The very cheap Lightning Network (LN), which is meant to be used for micropayments and things like buying coffees, now charges more than what would have bought you two cheeseburgers in the 70s.
“If you need more outbound liquidity quickly, it can currently cost $0.50+,” Alex Bosworth, an LN dev, publicly said before adding:
“Instead of paying $0.50 to add $10 you could pay $0.21 to refill an existing channel.”
The fees on Bitcoin Cash by comparison are basically zero, while in eth they’re around a penny for ordinary transactions.
On LN however there are quite a few services you have to pay for as this solves the double spending problem in a fairly centralized way whereby you need someone to extend you liquidity.

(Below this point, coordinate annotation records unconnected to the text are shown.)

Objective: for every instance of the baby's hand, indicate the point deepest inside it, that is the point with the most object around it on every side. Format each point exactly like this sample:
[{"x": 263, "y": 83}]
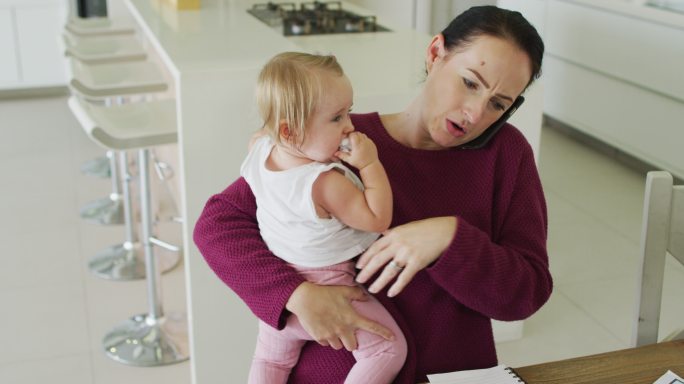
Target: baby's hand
[{"x": 361, "y": 153}]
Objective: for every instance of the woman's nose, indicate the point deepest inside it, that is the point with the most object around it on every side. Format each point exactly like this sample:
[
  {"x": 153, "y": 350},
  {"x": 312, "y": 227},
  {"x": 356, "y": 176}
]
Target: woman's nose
[{"x": 474, "y": 111}]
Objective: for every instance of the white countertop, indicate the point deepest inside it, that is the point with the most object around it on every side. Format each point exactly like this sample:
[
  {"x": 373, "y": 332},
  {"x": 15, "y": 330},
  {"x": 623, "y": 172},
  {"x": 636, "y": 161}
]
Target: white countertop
[
  {"x": 222, "y": 35},
  {"x": 638, "y": 9}
]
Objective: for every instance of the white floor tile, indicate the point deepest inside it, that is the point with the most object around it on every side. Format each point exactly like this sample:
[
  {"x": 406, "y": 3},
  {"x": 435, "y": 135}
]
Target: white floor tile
[
  {"x": 560, "y": 330},
  {"x": 40, "y": 258},
  {"x": 63, "y": 370},
  {"x": 43, "y": 322},
  {"x": 581, "y": 249}
]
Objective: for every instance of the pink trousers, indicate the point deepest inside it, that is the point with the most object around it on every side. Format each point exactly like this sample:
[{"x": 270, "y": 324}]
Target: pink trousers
[{"x": 377, "y": 360}]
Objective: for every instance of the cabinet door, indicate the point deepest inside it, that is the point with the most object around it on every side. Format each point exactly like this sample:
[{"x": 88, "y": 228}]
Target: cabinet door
[
  {"x": 41, "y": 54},
  {"x": 9, "y": 68}
]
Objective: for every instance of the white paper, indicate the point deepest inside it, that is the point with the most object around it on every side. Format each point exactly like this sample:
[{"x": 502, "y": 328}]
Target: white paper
[
  {"x": 495, "y": 375},
  {"x": 669, "y": 378}
]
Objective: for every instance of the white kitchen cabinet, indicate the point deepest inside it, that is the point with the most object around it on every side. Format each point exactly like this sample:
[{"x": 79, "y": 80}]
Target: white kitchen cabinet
[
  {"x": 9, "y": 68},
  {"x": 614, "y": 72},
  {"x": 32, "y": 53}
]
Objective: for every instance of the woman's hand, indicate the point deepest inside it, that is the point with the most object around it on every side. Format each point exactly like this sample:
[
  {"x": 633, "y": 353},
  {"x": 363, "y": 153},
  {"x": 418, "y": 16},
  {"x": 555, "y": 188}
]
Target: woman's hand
[
  {"x": 405, "y": 250},
  {"x": 326, "y": 314}
]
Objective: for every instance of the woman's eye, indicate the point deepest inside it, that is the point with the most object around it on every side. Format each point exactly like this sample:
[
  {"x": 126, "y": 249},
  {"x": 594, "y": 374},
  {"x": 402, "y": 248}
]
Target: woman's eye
[
  {"x": 469, "y": 84},
  {"x": 498, "y": 106}
]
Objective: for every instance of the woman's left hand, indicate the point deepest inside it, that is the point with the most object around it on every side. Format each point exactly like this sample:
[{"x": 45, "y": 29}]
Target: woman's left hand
[{"x": 405, "y": 250}]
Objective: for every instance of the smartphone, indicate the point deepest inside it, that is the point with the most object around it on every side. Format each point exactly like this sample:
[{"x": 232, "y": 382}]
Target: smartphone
[{"x": 484, "y": 138}]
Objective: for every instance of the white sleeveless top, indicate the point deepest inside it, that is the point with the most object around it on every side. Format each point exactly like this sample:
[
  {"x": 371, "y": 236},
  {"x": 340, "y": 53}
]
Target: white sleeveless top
[{"x": 287, "y": 217}]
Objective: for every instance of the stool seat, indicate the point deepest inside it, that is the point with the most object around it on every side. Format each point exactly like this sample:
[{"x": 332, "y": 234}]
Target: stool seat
[
  {"x": 104, "y": 49},
  {"x": 128, "y": 126},
  {"x": 100, "y": 26},
  {"x": 108, "y": 80}
]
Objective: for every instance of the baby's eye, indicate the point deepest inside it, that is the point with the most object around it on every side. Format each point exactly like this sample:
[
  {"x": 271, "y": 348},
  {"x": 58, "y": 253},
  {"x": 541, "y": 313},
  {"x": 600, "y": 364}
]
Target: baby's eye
[{"x": 469, "y": 84}]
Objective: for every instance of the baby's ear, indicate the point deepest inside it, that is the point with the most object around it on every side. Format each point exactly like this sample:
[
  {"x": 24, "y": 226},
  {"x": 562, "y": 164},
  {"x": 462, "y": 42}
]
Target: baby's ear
[{"x": 284, "y": 130}]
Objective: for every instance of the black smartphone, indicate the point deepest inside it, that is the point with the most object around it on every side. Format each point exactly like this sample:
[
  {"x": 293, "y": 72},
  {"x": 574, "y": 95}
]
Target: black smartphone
[{"x": 484, "y": 138}]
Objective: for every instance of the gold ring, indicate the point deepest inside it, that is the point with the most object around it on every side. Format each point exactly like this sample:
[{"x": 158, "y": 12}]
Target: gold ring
[{"x": 394, "y": 265}]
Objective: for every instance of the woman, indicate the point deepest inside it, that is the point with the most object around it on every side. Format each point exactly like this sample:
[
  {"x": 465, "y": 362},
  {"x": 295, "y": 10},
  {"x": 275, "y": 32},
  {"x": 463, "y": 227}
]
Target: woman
[{"x": 468, "y": 238}]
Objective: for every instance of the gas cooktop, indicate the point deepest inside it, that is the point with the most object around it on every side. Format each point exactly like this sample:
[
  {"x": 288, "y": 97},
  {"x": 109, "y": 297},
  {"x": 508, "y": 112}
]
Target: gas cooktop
[{"x": 314, "y": 18}]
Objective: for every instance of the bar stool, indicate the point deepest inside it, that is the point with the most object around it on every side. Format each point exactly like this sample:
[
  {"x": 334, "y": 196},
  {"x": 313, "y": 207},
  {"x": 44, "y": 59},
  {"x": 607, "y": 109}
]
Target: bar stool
[
  {"x": 100, "y": 26},
  {"x": 154, "y": 338},
  {"x": 103, "y": 49},
  {"x": 101, "y": 41},
  {"x": 94, "y": 82}
]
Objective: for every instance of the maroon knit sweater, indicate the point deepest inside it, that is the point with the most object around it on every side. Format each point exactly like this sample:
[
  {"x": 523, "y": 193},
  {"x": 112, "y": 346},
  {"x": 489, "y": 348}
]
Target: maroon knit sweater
[{"x": 496, "y": 266}]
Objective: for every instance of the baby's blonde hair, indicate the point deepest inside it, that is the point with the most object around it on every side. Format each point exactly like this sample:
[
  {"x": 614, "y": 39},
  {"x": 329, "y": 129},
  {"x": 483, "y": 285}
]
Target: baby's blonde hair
[{"x": 289, "y": 88}]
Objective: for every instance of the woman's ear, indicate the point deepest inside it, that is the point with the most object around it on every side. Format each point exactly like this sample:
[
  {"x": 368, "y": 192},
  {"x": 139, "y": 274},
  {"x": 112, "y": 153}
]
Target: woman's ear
[{"x": 436, "y": 51}]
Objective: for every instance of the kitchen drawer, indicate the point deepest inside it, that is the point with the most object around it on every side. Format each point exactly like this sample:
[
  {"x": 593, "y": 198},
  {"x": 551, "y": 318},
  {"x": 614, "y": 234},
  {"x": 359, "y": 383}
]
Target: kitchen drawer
[
  {"x": 632, "y": 49},
  {"x": 644, "y": 124}
]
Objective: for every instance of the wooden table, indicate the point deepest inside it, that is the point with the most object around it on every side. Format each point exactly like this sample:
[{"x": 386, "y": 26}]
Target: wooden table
[{"x": 642, "y": 365}]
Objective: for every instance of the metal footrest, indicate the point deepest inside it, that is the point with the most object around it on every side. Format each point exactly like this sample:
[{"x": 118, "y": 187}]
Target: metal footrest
[
  {"x": 105, "y": 211},
  {"x": 98, "y": 167},
  {"x": 123, "y": 262}
]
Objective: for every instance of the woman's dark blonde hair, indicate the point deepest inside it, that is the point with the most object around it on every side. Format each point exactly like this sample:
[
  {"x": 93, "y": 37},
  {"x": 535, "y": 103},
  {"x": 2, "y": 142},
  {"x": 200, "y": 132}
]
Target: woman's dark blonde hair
[{"x": 289, "y": 88}]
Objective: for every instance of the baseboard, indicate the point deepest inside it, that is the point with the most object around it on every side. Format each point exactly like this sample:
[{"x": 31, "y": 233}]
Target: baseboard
[{"x": 24, "y": 93}]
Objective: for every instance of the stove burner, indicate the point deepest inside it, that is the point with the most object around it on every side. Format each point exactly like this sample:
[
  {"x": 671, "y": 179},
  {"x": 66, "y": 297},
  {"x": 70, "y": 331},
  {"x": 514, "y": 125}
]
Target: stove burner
[{"x": 313, "y": 18}]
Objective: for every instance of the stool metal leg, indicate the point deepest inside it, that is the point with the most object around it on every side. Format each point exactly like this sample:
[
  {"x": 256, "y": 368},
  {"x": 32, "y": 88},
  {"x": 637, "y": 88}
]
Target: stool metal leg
[
  {"x": 108, "y": 210},
  {"x": 150, "y": 339},
  {"x": 125, "y": 261},
  {"x": 98, "y": 167},
  {"x": 121, "y": 261}
]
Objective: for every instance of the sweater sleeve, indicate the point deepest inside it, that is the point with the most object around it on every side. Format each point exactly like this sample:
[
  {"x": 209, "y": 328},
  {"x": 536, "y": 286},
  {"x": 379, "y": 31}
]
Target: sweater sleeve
[
  {"x": 227, "y": 235},
  {"x": 504, "y": 276}
]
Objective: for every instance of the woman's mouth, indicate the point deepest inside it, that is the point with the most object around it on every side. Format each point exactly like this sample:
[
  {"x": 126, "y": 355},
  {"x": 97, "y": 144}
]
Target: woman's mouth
[{"x": 455, "y": 129}]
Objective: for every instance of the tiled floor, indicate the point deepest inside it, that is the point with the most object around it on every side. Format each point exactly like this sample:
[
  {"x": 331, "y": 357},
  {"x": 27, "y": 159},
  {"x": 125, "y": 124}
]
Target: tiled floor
[{"x": 54, "y": 312}]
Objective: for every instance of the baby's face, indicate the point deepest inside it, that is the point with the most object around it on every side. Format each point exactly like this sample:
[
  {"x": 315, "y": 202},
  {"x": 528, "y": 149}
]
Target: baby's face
[{"x": 330, "y": 122}]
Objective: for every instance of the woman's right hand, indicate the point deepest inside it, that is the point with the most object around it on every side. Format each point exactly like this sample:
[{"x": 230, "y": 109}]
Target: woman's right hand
[{"x": 326, "y": 313}]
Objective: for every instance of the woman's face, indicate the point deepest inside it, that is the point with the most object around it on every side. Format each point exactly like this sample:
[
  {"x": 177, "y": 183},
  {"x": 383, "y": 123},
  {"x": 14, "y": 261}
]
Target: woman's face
[{"x": 469, "y": 88}]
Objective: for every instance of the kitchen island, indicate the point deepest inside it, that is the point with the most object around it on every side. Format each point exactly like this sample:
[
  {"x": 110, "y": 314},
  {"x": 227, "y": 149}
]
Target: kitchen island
[{"x": 214, "y": 55}]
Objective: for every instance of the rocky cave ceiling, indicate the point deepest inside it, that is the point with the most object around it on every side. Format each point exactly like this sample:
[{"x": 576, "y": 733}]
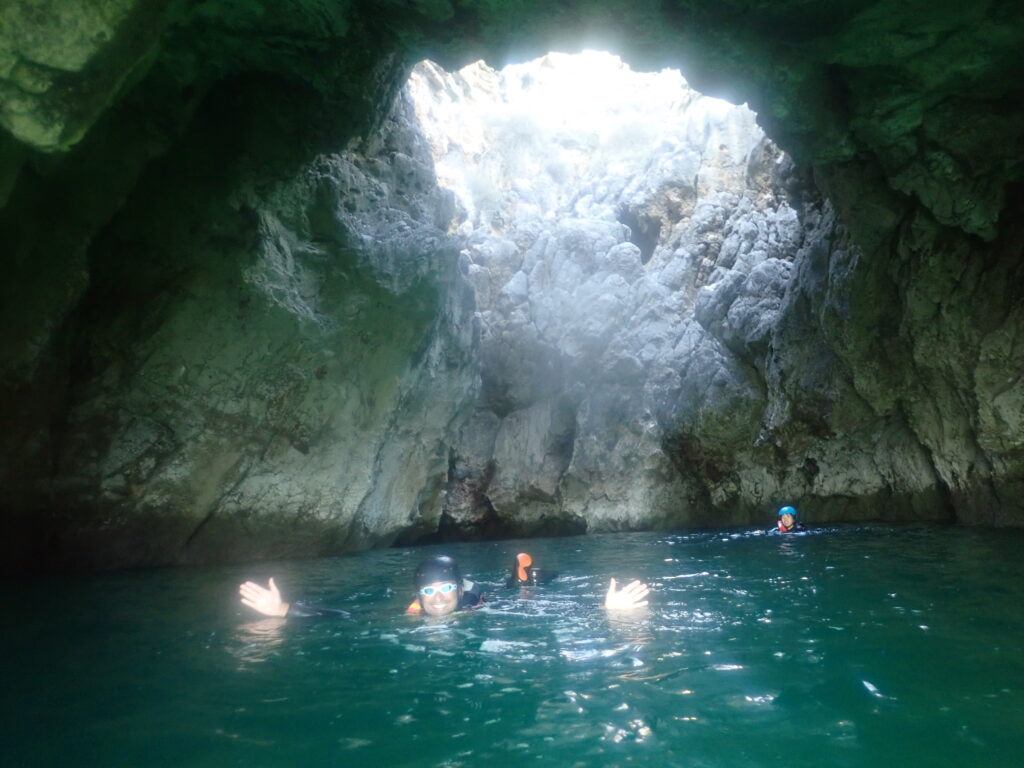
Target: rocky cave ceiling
[{"x": 908, "y": 115}]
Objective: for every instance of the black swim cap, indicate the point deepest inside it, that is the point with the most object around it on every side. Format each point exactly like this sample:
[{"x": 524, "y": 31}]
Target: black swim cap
[{"x": 437, "y": 568}]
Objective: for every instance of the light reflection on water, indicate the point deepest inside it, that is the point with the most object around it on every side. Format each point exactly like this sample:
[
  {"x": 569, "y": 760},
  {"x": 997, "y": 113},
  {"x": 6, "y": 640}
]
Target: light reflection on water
[{"x": 848, "y": 647}]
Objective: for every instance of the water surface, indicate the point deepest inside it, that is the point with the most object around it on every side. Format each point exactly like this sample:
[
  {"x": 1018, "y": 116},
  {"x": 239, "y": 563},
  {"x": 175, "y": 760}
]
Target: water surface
[{"x": 859, "y": 646}]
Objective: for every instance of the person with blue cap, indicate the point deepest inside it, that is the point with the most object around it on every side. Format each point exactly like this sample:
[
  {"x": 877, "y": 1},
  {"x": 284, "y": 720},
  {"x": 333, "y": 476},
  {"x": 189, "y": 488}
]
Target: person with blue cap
[{"x": 787, "y": 522}]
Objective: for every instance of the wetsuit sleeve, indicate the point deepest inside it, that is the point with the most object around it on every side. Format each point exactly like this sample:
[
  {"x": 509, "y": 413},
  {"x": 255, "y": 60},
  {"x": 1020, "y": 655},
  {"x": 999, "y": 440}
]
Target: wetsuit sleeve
[{"x": 300, "y": 609}]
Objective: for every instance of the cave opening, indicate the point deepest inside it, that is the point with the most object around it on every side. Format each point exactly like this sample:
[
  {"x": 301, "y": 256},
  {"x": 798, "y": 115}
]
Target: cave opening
[{"x": 602, "y": 216}]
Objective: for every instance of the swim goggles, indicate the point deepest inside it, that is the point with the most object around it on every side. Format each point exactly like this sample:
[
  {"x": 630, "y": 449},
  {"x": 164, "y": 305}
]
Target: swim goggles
[{"x": 443, "y": 589}]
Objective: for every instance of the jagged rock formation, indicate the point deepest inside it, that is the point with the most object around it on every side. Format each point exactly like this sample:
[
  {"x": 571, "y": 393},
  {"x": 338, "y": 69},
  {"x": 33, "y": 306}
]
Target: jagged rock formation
[{"x": 173, "y": 173}]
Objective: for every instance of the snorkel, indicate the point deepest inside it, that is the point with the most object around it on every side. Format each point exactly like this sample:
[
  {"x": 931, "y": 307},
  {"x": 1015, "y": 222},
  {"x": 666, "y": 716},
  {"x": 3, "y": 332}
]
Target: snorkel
[
  {"x": 439, "y": 568},
  {"x": 793, "y": 514}
]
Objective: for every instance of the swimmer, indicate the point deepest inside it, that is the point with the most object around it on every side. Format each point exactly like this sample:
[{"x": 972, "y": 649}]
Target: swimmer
[
  {"x": 438, "y": 582},
  {"x": 525, "y": 574},
  {"x": 787, "y": 522},
  {"x": 441, "y": 591}
]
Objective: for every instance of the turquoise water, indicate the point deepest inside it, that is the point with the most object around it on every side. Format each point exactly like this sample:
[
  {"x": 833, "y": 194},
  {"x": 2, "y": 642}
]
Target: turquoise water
[{"x": 866, "y": 646}]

In simple terms that means someone has to kind of lock the same amount of coins you want to move if they are routing it around, so extending you “credit” in an IoU chain.
“Normal Lightning payments are trust-limited, but of course that is a bit inconvenient sometimes so some novel IOU modes of operation are popping up I don’t think it’s necessarily bad if done judiciously. If your peer wants a line of credit maybe set the limit at past fees earned,” Bosworth says.
Credit of course is not cheap. To perform this “lending” service, the lender is missing on opportunity costs, so you get to pay for it.
“Routing fees are primarily about selling your inbound liquidity since that is the scarce resource in the network,” Bosworth says.
So fees on the Lightning Network might be as expensive as they are currently on-chain, but those on-chain fees are meant to pay for security, fees which LN is kind of taking off miners.
In addition, there’s no network wide consensus on the Lightning Network so one can modify their own node to do whatever they want.
Plus, since you need all this liquidity and routings and watchtowers and whatever else, most would probably just use custodian wallets which can potentially exit scam or can engage in fractional banking with your coins.
“Some LN apps are going to make use of longer capital holds. They can because in a decentralized protocol people can do whatever they like,” Bosworth says.
Ostensibly all this is meant to be an improvement on the current bitcoin network, but Bosworth says “it’s possible that LN will not work out.”
Plenty have concluded it doesn’t work out, with the question being what happens then. For Blockstream, the answer would be to use their altcoin, LBTC, that runs on the centralized Liquid blockchain which pays Blockstream fees.
For the rest of the bitcoin ecosystem, the question is not if but when should on-chain capacity be increased, and how exactly.